Network Coding Based Evolutionary Network Formation for Dynamic Wireless Networks

TL;DR

This paper introduces a distributed, adaptive network formation strategy for wireless networks using network coding and Markov decision processes, enabling the network to evolve optimally in response to dynamic conditions.

Contribution

It proposes a novel MDP-based approach leveraging network coding to enable adaptive, optimal, and distributed network topology evolution in dynamic wireless ad hoc networks.

Findings

The strategy maximizes long-term network utility considering throughput and power costs.

The network converges to stable configurations that maintain node states.

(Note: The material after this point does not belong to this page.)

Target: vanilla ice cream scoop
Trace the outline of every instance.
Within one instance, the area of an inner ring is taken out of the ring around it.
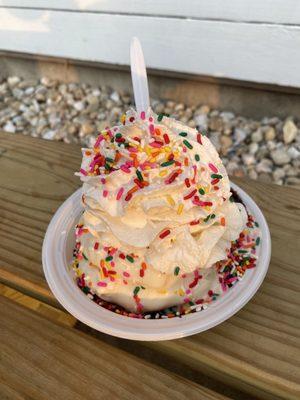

Simulation results show improved system goodput and connectivity over existing methods.

Abstract

In this paper, we aim to find a robust network formation strategy that can adaptively evolve the network topology against network dynamics in a distributed manner. We consider a network coding deployed wireless ad hoc network where source nodes are connected to terminal nodes with the help of intermediate nodes. We show that mixing operations in network coding can induce packet anonymity that allows the inter-connections in a network to be decoupled. This enables each intermediate node to consider complex network inter-connections as a node-environment interaction such that the Markov decision process (MDP) can be employed at each intermediate node. The optimal policy that can be obtained by solving the MDP provides each node with optimal amount of changes in transmission range given network dynamics (e.g., the number of nodes in the range and channel condition). Hence, the network can be adaptively and optimally evolved by responding to the network dynamics. The proposed strategy is used to maximize long-term utility, which is achieved by considering both current network conditions and future network dynamics. We define the utility of an action to include network throughput gain and the cost of transmission power. We show that the resulting network of the proposed strategy eventually converges to stationary networks, which maintain the states of the nodes. Moreover, we propose to determine initial transmission ranges and initial network topology that can expedite the convergence of the proposed algorithm. Our simulation results confirm that the proposed strategy builds a network which adaptively changes its topology in the presence of network dynamics. Moreover, the proposed strategy outperforms existing strategies in terms of system goodput and successful connectivity ratio.